Yup! You just need to find some gluten-free wraps and you're in business.
Hey Nutrition Lady, what's the deal with black beans?
Black beans are a good source of folate, dietary fiber, protein, phosphorus, iron, copper, magnesium, manganese, potassium and vitamin K. The protein-plus-fiber combination in black beans is one of the things that makes them special.
A one cup serving of black beans contains 15g of fiber (over half of the daily recommended intake), and 15g of protein.
Much of the fiber is indigestible, which supports digestive health, particularly in the lower part of our digestive tract. The protein-fiber combination is also key in stabilizing blood sugar levels, as both protein and fiber move through our digestive systems at a moderate pace.
Black beans are also rich in soluble fiber, which is helpful for lowering blood cholesterol levels and supporting cardiovascular health.
Other tasty freezer-friendly meals you might enjoy:
Black Bean and Quinoa Freezer Burritos
- 2 tablespoon extra virgin olive oil
- 1 large yellow onion diced
- 4 cloves garlic crushed or minced
- 1 jalapeño seeded and finely minced
- 1 large red bell pepper diced
- 1 medium zucchini diced
- 1 cup corn kernels fresh, frozen, or canned are all fine
- 1 large tomato diced
- 1 cup cooked quinoa from about ½ cup uncooked
- 3 cups black beans approx two 14oz cans
- 1 tablespoon ground cumin
- 1 teaspoon hot smoked paprika
- 1 teaspoon chili powder
- 1 teaspoon salt
- ½ bunch cilantro chopped
- 1 cup shredded cheese optional
- 6 large whole wheat tortillas
- Start by getting all of your chopping out of the way, it'll help everything come together faster once you start cooking.

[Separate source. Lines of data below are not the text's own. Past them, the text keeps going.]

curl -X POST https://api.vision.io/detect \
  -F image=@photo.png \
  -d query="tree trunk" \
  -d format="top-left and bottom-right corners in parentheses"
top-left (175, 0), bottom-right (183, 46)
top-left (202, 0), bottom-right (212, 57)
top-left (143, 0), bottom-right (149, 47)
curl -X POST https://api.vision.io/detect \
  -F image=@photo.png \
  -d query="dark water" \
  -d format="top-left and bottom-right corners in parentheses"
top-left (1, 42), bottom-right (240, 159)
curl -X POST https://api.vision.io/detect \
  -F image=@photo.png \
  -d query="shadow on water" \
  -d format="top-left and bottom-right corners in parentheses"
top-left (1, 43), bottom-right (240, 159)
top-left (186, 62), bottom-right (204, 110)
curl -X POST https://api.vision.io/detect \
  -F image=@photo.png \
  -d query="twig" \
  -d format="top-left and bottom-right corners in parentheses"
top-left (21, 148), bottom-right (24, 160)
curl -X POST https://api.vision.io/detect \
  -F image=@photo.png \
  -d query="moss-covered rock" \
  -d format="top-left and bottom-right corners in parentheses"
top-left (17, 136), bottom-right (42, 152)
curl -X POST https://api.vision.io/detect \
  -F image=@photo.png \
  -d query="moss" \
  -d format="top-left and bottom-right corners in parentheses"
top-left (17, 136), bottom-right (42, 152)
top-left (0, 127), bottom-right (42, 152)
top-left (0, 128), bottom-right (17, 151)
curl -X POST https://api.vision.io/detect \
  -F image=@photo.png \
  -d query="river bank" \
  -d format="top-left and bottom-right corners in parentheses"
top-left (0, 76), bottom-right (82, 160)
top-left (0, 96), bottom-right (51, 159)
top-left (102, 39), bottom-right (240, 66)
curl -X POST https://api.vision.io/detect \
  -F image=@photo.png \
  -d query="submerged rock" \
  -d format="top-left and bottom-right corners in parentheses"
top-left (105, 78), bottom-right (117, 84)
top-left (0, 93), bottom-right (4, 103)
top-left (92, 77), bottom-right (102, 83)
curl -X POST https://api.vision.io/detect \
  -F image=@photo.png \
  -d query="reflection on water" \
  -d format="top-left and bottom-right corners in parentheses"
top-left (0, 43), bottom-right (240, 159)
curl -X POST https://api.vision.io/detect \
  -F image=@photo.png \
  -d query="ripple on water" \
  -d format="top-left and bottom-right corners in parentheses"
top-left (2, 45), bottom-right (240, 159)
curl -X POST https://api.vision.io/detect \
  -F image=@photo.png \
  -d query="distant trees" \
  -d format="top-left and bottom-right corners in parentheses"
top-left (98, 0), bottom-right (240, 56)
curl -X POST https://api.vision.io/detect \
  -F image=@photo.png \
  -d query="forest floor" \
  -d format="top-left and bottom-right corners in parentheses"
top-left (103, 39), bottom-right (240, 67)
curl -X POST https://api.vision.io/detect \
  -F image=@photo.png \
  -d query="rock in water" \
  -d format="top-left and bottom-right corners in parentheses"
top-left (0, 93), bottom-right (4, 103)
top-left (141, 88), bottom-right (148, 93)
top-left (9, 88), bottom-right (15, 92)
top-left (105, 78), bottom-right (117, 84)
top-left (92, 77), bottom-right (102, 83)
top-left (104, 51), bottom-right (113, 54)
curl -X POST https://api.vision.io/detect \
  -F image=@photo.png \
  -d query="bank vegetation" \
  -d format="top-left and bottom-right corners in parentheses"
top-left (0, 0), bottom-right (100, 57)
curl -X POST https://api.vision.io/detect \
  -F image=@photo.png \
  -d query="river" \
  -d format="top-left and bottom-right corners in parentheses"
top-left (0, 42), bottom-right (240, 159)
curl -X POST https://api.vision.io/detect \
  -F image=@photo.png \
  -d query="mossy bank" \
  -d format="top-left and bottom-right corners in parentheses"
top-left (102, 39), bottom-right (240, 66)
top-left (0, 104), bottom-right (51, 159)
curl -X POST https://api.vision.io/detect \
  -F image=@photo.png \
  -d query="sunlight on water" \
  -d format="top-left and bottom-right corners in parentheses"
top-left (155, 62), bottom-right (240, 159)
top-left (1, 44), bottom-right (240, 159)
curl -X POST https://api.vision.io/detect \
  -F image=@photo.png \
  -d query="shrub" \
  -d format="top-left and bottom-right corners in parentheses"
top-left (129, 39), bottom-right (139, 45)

Chop the onion, crush the garlic, mince the jalapeño, dice the zucchini and red pepper, and set everything into little bowls or on plates. Now you're ready to go!
- Heat the oil in a large skillet over medium-high heat.
- Add the onions and sauté for about 5 minutes, stirring frequently, until the onions are soft and beginning to take on a bit of colour.
- Add the garlic and jalapeños and sauté for about 2 minutes more.
- Now add the zucchini and red pepper and sauté for 8-10 minutes. The vegetables should be softened but not mushy, and just starting to brown.
- At this point add the corn, and tomato and sauté for 2-3 minutes, until the mixture is well heated.
- Add the quinoa, black beans, cumin, smoked paprika, chili, and salt. Stir to combine well.
- Taste, and adjust seasonings if necessary. Stir in the cilantro, and remove from the heat.
- Now you're ready to roll! Divide the burrito filling between the six tortillas (or more if you want smaller burritos), sprinkle with cheese if desired, and roll!
- To freeze the burritos, wrap individually in foil or parchment paper, and place in a single layer in the freezer.
- To enjoy your freezer burrito you can plan ahead and pull one out of the freezer the night before, or just grab one straight from the freezer in the morning. I let mine thaw beside me on my desk, then heat it up in the office microwave at lunch time. Enjoy!
- Nutrition values are an estimate only.
- What's the best way to freeze these burritos? My preferred technique is to wrap them in foil and just chuck them into the freezer. You could also freeze them on a tray (as pictured above) and then transfer the burritos into a freezer bag once frozen.
- How do I reheat these freezer burritos? You've got options! I tend to use the microwave, but you can also throw them into the oven at a low temperature until they're nice and toasty.
- How long will these burritos last in my freezer? General wisdom / food safety guidelines suggest that up to three months is fine for freezer meals.
- Can I make these burritos vegan? Yup! All you need to do is omit the cheese.
- Can I make these burritos gluten-free? Yup! You just need to find some gluten-free wraps and you're in business.